Drug use and abuse are serious issues, and the debate around them should be fueled by good research, solid data, and reasoned perspectives. If Browning wished to educate herself further before writing her review—which is not helped by her highly personal approach to the issue, epitomized by her confession of having “fallen into the trap of Back-seat Parenting” while reading Myerson’s book—she could have learned that in Florida in 2007, legal drugs killed far more people than illegal drugs did, and marijuana was responsible for zero deaths. She could have read how Latin American countries, including Mexico, are experimenting (there’s that fraught word) with drug decriminalization to stem crime and to treat drug abuse as a health issue rather a criminal one. Portugal decriminalized all drugs seven years ago, and its experience, along with that of the Netherlands, has shown that drug decriminalization is actually accompanied by lower usage rates. But if Browning wishes to stay closer to home, she could have read about California, which legalized and regulates medical marijuana because an extensive body of research shows that it has distinct medical benefits for some patients. Perhaps, also, voters felt that people can be trusted to be responsible for their own behavior and don’t need to be treated like children.

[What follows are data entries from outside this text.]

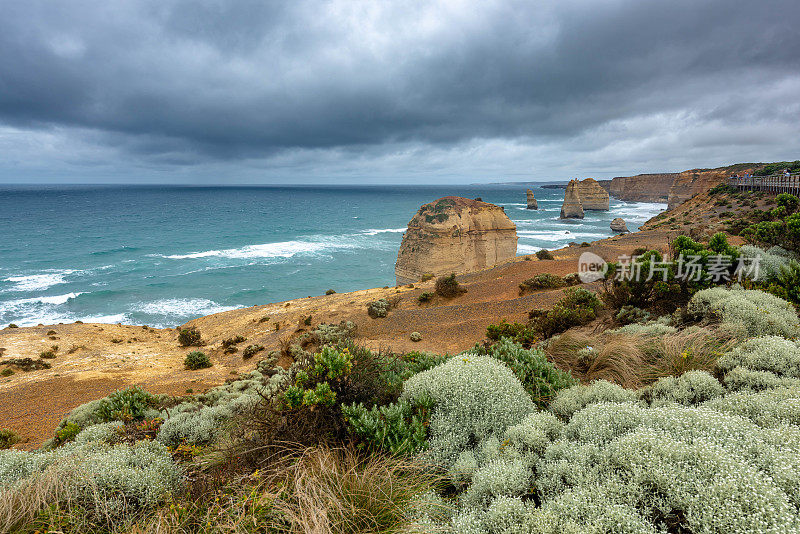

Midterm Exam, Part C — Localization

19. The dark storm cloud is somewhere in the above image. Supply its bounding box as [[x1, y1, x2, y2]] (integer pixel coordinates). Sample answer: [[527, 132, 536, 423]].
[[0, 0, 800, 182]]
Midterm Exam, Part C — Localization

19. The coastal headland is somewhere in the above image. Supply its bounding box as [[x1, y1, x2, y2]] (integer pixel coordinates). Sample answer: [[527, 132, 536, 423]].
[[0, 165, 763, 448]]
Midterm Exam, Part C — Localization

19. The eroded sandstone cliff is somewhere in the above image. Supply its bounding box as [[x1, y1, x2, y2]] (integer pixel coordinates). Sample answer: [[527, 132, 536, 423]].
[[394, 197, 517, 284], [578, 178, 609, 210], [667, 163, 762, 209], [600, 173, 678, 202], [526, 189, 539, 210], [561, 180, 583, 219]]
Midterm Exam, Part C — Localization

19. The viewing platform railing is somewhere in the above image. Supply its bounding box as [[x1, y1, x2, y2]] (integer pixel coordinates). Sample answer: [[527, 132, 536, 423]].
[[728, 172, 800, 196]]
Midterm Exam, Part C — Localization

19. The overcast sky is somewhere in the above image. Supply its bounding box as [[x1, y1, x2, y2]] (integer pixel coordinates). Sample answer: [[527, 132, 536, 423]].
[[0, 0, 800, 183]]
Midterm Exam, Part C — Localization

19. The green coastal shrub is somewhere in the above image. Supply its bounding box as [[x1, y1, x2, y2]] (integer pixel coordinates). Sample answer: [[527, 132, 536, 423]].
[[529, 287, 603, 337], [417, 291, 433, 304], [616, 305, 650, 325], [0, 428, 20, 450], [178, 326, 203, 347], [486, 319, 539, 348], [687, 287, 800, 338], [401, 354, 535, 468], [183, 350, 213, 371], [53, 386, 159, 445], [0, 441, 184, 527], [434, 273, 467, 299], [487, 338, 578, 408], [367, 299, 391, 319], [342, 396, 433, 455]]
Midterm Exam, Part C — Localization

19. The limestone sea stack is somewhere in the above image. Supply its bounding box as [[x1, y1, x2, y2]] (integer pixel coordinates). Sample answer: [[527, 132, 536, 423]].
[[561, 180, 583, 219], [394, 197, 517, 284], [578, 178, 609, 211], [528, 189, 539, 210], [611, 217, 628, 234]]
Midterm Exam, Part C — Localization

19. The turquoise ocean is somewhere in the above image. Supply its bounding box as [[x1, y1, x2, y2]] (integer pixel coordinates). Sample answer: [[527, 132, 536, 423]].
[[0, 185, 666, 328]]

As is asserted by the writer of the letter that I used to introduce this post, we too often fail to treat children—much less adults—as thinking, intelligent people, who often “ask fundamental questions that reveal the deep structures of our culture in ways that adults simply do not.” Isn’t this, for example, the secret to the greatness of Pixar films: seeing the beauty and utility of a child’s wisdom? Isn’t this why Levi Johnston, with his unpolished teenage swagger and frankness, is a more interesting interview than Sarah Palin? Go Ask Alice, and the attitude it represents, here crudely taken up by Browning, is a failure because, as a shrill fake, it makes a mockery of this dialectic; it affirms the notion that we don’t need to look beyond our frightened instincts into the inconvenient facts of things.